SeaWorld said today that it sent employees to pose as animal rights activists to gain insight on the opposition and the "credible threats" it had received.
The company said in a statement that "certain employees" posed as activists "in connection with efforts to maintain the safety and security of company employees, customers, and animals." The company did not specify the nature of the threats.
SeaWorld San Diego employee Paul McComb posed as an activist for PETA, according to PETA activist Ellen Ericksen.
Ericksen said McComb would regularly attend PETA protests at SeaWorld San Diego, which she helps to organize. Last year, PETA accused McComb of spying on the animal rights organization.
McComb was initially placed on administrative leave by SeaWorld but he has returned to work in a different department, the company said. It would not reveal the position McComb held before the suspension.
"All personnel matters pertaining to those involved have been handled internally," SeaWorld said in a statement.
PETA said in a statement that SeaWorld's refusal to fire McComb shows that the company condones corporate spying.

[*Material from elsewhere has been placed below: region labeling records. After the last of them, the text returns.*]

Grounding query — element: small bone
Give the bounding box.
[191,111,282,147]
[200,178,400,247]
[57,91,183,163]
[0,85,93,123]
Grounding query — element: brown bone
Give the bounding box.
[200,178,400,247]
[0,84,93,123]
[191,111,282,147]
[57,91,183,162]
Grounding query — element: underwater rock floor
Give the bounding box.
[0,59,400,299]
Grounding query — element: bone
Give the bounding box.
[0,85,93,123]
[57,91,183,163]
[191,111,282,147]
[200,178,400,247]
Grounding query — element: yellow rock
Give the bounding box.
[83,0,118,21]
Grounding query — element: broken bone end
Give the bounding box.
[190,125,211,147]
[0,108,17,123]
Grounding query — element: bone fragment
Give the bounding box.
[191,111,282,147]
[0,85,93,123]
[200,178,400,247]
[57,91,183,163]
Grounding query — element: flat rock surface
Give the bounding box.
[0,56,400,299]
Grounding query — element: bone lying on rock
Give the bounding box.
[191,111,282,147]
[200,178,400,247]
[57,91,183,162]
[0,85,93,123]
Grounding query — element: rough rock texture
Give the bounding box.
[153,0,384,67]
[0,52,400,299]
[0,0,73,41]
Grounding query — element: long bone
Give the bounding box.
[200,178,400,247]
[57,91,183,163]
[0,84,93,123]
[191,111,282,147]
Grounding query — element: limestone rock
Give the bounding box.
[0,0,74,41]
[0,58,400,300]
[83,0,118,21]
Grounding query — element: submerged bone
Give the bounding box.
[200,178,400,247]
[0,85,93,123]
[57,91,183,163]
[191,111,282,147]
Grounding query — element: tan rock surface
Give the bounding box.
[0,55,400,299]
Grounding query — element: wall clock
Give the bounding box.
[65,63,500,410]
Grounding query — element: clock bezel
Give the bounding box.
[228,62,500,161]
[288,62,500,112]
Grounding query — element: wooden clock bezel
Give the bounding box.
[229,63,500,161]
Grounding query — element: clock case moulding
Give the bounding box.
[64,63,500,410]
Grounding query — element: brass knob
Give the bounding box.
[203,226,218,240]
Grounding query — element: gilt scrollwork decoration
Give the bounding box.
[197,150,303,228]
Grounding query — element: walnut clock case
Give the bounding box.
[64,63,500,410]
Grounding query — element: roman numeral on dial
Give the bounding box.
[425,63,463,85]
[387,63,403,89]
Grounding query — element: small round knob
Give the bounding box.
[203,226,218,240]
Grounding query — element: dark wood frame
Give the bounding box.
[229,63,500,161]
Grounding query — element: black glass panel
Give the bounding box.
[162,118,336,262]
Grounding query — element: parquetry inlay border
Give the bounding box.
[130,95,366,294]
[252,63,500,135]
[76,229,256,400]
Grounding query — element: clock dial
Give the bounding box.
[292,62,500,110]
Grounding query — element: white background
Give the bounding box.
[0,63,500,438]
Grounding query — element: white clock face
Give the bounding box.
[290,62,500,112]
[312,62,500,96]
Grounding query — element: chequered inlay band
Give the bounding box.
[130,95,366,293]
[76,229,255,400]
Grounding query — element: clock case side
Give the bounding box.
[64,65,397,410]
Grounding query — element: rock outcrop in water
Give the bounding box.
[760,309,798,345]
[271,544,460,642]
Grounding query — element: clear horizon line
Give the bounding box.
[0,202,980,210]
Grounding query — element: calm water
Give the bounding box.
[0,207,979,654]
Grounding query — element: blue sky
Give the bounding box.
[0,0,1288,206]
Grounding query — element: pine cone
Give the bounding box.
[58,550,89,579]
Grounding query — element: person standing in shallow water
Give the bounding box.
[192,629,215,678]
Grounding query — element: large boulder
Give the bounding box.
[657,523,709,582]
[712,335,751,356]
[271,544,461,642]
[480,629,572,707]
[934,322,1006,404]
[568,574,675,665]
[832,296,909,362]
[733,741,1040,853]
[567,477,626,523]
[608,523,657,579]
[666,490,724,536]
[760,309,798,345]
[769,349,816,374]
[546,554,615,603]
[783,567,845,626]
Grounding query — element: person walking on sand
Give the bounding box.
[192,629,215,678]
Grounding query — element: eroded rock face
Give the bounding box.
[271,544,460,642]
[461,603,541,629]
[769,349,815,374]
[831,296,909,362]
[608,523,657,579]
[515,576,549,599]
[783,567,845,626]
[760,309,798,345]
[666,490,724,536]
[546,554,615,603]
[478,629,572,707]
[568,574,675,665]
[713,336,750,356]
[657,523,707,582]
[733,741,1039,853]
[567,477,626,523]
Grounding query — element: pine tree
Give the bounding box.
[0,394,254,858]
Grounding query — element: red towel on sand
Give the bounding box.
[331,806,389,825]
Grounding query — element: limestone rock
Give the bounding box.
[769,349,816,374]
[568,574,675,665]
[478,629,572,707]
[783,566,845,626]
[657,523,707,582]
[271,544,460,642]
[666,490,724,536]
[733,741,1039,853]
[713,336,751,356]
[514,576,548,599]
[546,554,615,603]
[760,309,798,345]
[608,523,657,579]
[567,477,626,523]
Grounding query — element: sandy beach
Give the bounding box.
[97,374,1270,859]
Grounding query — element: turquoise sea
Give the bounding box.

In a conference call today with investors, SeaWorld Entertainment CEO Joel Manby said the board of directors had told management "to end the practice in which certain employees posed as animal rights activists."
The company's stock price and park attendance has suffered since the 2013 documentary "Blackfish" suggested that the treatment of SeaWorld's killer whales in captivity provoked violent behavior and led the whales to lash out against trainers, killing at least one.
Last year, SeaWorld San Diego announced that it would phase out its killer whale show by 2017.
McCombs did not immediately answer ABC News' request for comment.